LC or LC-MS based technologies are among the most effective tools to characterize these COVID-related mAbs including higher-order structure analysis, size and charge variant analysis, peptide mapping, N-glycan analysis, and intact mass analysis (native and denatured). It is possible that some alternative versions of techniques can also be applied, including subunit profiling and native LC-MS approaches based on SEC-MS and IEX-MS.

For further reference, please see Waters Application Note: Online IEX-MS of mAb Charge Variants Using a BioResolve SCX mAb Column, IonHance CX-MS pH Concentrates, and BioAccord System, 720006672EN.

RNA/DNA Vaccines

Nucleic acids are being used to harness a recipient’s own body to transcribe and translate antigenic protein components from viral genetic sequence. mRNA and vectorized DNA are the newest types of vaccines being pursued to fight against COVID-19 because of their potential fast scale up readiness. Whether it be a nanoparticle encapsulated mRNA or vectorized DNA, these new modalities need to be characterized and QC tested to ensure safety and efficacy.

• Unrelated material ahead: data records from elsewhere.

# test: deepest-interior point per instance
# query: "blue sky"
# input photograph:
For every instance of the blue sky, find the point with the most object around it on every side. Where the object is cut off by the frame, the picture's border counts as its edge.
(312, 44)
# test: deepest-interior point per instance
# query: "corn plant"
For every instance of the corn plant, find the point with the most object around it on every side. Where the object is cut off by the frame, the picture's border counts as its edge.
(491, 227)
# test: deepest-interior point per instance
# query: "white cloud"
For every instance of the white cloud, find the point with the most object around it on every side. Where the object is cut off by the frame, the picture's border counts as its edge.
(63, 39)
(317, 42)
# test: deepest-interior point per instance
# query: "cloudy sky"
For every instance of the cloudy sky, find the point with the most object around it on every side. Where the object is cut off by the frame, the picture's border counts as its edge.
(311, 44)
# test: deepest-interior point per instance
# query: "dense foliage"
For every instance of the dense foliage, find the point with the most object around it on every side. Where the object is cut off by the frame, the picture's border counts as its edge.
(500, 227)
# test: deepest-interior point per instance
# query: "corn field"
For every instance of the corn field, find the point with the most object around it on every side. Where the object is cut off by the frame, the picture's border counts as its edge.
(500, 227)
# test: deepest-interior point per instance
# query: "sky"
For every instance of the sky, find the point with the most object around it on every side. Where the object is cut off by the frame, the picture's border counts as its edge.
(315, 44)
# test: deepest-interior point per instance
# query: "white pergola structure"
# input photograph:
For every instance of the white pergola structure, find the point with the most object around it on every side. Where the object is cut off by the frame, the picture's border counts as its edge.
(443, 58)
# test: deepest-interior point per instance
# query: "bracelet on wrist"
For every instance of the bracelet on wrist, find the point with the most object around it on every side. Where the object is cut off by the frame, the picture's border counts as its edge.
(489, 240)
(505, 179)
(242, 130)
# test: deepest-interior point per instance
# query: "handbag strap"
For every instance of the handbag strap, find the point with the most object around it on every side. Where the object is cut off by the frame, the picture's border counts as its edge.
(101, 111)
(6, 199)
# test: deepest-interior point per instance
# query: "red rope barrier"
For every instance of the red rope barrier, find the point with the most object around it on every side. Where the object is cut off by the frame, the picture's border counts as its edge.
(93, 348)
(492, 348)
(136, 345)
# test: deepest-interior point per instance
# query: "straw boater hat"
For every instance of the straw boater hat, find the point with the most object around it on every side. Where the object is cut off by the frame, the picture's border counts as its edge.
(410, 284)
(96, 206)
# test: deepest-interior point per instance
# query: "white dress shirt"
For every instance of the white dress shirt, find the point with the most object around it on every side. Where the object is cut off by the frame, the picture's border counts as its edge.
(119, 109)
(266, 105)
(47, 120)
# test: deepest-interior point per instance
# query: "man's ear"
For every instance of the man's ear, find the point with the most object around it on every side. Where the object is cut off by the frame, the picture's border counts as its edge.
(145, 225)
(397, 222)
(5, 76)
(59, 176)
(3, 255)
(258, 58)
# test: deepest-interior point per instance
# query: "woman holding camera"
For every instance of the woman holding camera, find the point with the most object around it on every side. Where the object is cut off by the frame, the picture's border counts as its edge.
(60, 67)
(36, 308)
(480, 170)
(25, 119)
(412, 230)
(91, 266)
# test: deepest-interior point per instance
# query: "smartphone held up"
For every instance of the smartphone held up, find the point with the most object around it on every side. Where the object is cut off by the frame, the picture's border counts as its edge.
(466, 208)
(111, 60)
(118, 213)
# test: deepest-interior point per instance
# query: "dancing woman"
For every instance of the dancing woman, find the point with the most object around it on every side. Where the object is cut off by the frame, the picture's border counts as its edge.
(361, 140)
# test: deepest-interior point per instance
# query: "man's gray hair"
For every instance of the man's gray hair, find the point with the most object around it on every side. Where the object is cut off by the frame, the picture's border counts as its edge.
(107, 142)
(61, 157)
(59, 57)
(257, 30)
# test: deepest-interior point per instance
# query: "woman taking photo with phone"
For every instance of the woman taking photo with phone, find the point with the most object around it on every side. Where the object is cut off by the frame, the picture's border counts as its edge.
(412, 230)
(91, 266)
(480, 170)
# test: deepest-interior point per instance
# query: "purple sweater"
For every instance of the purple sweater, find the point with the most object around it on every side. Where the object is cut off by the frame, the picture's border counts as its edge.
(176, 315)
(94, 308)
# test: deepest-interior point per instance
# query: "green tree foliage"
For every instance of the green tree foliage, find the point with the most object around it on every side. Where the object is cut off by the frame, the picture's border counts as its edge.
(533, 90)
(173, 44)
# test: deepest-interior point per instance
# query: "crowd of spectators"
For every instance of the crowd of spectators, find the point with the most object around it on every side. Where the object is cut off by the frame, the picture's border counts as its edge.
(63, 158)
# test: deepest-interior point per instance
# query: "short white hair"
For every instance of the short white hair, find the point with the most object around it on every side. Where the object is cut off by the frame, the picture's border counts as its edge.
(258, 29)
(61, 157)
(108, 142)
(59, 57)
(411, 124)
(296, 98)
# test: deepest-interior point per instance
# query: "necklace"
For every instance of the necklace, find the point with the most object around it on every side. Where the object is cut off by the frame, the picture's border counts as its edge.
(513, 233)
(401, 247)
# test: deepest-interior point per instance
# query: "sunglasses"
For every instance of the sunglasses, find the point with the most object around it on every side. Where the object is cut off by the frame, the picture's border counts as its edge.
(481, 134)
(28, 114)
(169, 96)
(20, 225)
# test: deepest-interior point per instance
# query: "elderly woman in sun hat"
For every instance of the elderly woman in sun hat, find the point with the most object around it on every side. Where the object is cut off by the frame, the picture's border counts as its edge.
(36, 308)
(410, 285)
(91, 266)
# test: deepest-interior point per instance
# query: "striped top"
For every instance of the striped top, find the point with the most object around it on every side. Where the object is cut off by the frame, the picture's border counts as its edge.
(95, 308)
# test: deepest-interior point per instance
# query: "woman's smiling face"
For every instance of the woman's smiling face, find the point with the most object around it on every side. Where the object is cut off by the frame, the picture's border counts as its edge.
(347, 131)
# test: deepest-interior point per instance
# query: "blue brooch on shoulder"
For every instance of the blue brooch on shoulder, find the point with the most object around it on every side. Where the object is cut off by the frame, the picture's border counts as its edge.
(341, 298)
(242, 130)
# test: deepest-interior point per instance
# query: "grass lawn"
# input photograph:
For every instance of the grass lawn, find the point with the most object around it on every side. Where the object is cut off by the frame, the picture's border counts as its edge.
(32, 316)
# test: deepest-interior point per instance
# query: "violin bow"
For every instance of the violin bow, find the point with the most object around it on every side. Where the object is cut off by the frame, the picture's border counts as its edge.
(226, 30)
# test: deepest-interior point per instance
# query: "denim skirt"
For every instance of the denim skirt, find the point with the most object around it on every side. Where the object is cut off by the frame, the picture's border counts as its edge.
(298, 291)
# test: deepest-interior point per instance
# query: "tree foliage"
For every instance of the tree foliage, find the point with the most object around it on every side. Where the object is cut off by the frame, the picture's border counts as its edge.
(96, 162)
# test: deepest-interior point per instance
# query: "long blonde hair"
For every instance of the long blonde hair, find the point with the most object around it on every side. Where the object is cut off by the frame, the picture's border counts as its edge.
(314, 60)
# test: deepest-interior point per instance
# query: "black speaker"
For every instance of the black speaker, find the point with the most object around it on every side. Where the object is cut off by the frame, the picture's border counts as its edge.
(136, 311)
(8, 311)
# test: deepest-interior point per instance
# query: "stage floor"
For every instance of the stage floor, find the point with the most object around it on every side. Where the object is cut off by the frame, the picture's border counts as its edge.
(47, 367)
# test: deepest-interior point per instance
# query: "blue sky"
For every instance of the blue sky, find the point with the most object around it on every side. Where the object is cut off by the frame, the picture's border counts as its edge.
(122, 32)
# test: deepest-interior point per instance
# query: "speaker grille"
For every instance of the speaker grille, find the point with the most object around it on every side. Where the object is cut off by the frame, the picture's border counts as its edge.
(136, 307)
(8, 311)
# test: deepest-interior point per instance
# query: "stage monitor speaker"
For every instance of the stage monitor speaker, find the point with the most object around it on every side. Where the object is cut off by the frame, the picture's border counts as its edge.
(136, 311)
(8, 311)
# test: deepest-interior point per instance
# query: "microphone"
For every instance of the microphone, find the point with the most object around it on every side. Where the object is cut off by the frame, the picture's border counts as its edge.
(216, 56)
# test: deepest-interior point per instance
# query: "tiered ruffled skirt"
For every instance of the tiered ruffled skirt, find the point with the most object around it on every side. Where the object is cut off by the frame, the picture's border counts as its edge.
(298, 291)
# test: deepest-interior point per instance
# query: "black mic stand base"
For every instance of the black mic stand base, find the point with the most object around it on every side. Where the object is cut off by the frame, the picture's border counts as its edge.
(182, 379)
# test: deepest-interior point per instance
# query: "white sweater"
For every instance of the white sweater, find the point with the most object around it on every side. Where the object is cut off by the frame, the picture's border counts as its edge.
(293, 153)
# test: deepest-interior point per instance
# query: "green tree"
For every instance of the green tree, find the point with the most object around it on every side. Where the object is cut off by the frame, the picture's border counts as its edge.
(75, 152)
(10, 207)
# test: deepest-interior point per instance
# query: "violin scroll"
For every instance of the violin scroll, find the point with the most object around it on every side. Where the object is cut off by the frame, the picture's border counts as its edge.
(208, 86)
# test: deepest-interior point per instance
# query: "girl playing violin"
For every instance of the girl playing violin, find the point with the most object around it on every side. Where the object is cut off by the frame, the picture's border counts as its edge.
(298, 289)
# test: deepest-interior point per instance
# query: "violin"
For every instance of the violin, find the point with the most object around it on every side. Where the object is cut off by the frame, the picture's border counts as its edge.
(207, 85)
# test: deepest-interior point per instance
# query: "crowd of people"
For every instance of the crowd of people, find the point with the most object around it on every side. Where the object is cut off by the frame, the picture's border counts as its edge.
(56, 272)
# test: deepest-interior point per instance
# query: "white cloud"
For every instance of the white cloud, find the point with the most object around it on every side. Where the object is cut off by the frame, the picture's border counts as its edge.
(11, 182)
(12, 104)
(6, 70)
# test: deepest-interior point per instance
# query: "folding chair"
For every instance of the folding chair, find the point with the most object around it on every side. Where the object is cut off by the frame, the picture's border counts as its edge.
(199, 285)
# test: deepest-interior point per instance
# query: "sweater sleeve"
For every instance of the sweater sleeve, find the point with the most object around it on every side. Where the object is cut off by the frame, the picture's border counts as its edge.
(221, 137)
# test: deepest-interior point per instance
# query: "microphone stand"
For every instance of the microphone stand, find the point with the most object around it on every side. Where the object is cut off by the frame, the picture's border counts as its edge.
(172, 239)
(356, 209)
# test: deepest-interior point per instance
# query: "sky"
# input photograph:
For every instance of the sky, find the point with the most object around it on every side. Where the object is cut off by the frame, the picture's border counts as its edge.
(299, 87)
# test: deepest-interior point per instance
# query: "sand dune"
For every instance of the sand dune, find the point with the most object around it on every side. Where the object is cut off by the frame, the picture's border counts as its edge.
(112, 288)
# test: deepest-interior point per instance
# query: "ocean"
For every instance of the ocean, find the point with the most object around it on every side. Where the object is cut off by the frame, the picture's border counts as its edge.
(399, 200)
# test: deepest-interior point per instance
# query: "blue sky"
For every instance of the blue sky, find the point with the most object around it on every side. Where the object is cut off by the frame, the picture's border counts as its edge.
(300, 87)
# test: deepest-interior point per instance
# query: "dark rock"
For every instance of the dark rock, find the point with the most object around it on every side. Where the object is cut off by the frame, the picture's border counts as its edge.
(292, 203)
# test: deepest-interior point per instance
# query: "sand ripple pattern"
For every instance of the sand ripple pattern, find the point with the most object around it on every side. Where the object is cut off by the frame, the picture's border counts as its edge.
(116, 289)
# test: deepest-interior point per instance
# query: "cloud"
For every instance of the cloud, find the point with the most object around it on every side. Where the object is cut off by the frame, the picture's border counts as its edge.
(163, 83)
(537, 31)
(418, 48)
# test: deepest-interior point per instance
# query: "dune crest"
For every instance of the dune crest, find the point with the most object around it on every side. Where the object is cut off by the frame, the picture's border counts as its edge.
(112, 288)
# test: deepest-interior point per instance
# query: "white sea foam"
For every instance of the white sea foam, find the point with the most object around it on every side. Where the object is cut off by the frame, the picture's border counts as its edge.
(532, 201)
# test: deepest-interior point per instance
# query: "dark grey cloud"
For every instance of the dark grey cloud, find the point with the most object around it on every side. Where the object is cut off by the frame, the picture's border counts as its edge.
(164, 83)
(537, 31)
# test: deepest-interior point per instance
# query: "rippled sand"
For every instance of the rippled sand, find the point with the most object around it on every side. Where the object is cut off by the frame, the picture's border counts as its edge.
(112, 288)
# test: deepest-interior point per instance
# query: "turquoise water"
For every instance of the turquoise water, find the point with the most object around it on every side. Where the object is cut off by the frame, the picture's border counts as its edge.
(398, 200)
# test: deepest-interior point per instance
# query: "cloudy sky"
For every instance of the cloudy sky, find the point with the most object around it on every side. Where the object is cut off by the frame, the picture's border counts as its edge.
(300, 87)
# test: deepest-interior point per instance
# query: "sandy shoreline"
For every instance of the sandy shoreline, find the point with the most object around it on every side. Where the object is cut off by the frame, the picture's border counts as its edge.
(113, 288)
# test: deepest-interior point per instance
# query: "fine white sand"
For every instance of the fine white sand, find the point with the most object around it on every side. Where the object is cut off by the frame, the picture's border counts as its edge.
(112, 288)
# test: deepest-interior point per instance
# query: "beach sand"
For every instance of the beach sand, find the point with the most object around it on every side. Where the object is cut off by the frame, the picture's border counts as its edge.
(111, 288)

Modern, powerful analytical techniques such as LC-MS are currently being applied in the characterization of the mRNA/DNA based vaccine candidates, components, and intermediates. Viral mRNA is often synthetically produced. These large molecules can be digested by endonucleases and the fragments can be analyzed by LC-MS. LC-MS analysis provides high-confidence mRNA sequence identification and verification. Further, LC-MS can detect and quantify the low-level sequence impurities such as SNPs. An additional example using an intact mass confirmation workflow is the analysis of the capped to uncapped ratio of mRNA fragments, which is critical for stability/translation.

Small Molecule Therapies

Many small molecules are being or were examined for their ability to inhibit the replication and transmission of SARS-CoV-2. These molecules range from repurposed anti-malarial drugs and over-the-counter heartburn medication to polymerase and protease inhibitors.

LC and LC-MS tools are utilized during release testing, formulation studies, clinical stage bioanalysis, and therapeutic drug monitoring. Each of these applications is critically important to readying these active pharmaceutical ingredients, demonstrating their effectiveness, and determining the specialized dosing schedules to patients in distress.

LC and LC-MS are valuable analytical tools supporting the development of various therapeutic modalities and diagnostics in the fight against COVID-19. As a result of numerous collaborations, Waters provides this brief summary of the critical uses of LC and LC-MS technology. In combination with this brief overview, Waters hopes that specific technical resources available on www.waters.com/c19 will enable analytical scientists to quickly access the information needed in their efforts against the novel coronavirus.